Lord Rama’s birthday should be celebrated a few months before Ramanavami, if an article in Rashtriya Swayam Sevak Sangh mouthpiece Organiser is to be believed.
In the article, the writer, retired bureaucrat Pushkar Bhatnagar, says Rama was born on January 10, 5114 B.C.
Using a software called Planetarium, Bhatnagar fed planetary positions mentioned in Valmiki’s Ramayana to arrive at the date. “This software is used to predict eclipses as well as distances of other planets from earth,” he says in the article.
The argument, however, runs at variance with the conventions of history writing. Historians affix dates to ancient history by associating archaeological discoveries with texts.
For instance, a kind of pottery called painted grey-ware is associated with Vedic texts. Its origins can be traced with carbon dating.

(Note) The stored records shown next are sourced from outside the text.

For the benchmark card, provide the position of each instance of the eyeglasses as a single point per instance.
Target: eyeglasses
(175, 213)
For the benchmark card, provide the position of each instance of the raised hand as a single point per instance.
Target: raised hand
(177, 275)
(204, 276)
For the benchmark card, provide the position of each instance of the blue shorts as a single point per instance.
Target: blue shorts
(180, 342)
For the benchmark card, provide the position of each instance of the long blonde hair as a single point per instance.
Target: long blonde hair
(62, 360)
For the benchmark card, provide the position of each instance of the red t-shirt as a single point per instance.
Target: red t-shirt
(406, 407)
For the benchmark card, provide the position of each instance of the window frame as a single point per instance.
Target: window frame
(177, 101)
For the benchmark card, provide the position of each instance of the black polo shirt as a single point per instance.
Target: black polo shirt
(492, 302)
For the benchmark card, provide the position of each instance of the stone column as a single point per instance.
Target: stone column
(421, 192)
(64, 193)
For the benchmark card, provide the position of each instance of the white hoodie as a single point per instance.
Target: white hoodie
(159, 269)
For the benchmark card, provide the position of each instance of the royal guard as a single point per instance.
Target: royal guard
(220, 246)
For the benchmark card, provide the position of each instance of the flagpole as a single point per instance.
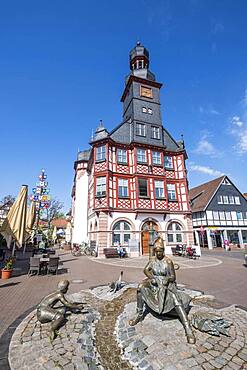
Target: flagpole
(13, 250)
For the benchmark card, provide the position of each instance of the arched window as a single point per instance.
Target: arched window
(121, 233)
(174, 234)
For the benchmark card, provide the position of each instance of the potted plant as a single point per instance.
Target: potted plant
(8, 267)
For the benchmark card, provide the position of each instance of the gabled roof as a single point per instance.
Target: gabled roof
(201, 195)
(60, 223)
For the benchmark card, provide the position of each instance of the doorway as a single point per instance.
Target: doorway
(218, 240)
(148, 225)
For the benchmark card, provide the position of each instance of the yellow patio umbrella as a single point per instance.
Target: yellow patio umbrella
(30, 219)
(54, 234)
(14, 226)
(29, 223)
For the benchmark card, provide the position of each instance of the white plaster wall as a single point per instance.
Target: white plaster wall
(141, 218)
(79, 232)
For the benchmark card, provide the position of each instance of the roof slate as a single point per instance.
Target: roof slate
(202, 194)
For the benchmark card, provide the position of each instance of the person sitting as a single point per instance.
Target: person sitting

This period is placed between 1100 B.C. and 500 B.C.
In Ancient India, historian Romila Thapar places the Mahabharat war in 900 B.C., and the Ramayana later. The logic: the Aryans moved eastward with time, and Ayodhya is east of sites associated with the Mahabharat such as Hastinapur in Uttar Pradesh’s Meerut district.
But scholars such as HP Ray of the Jawaharlal Nehru University say the domains of archaeology and text can’t be compared.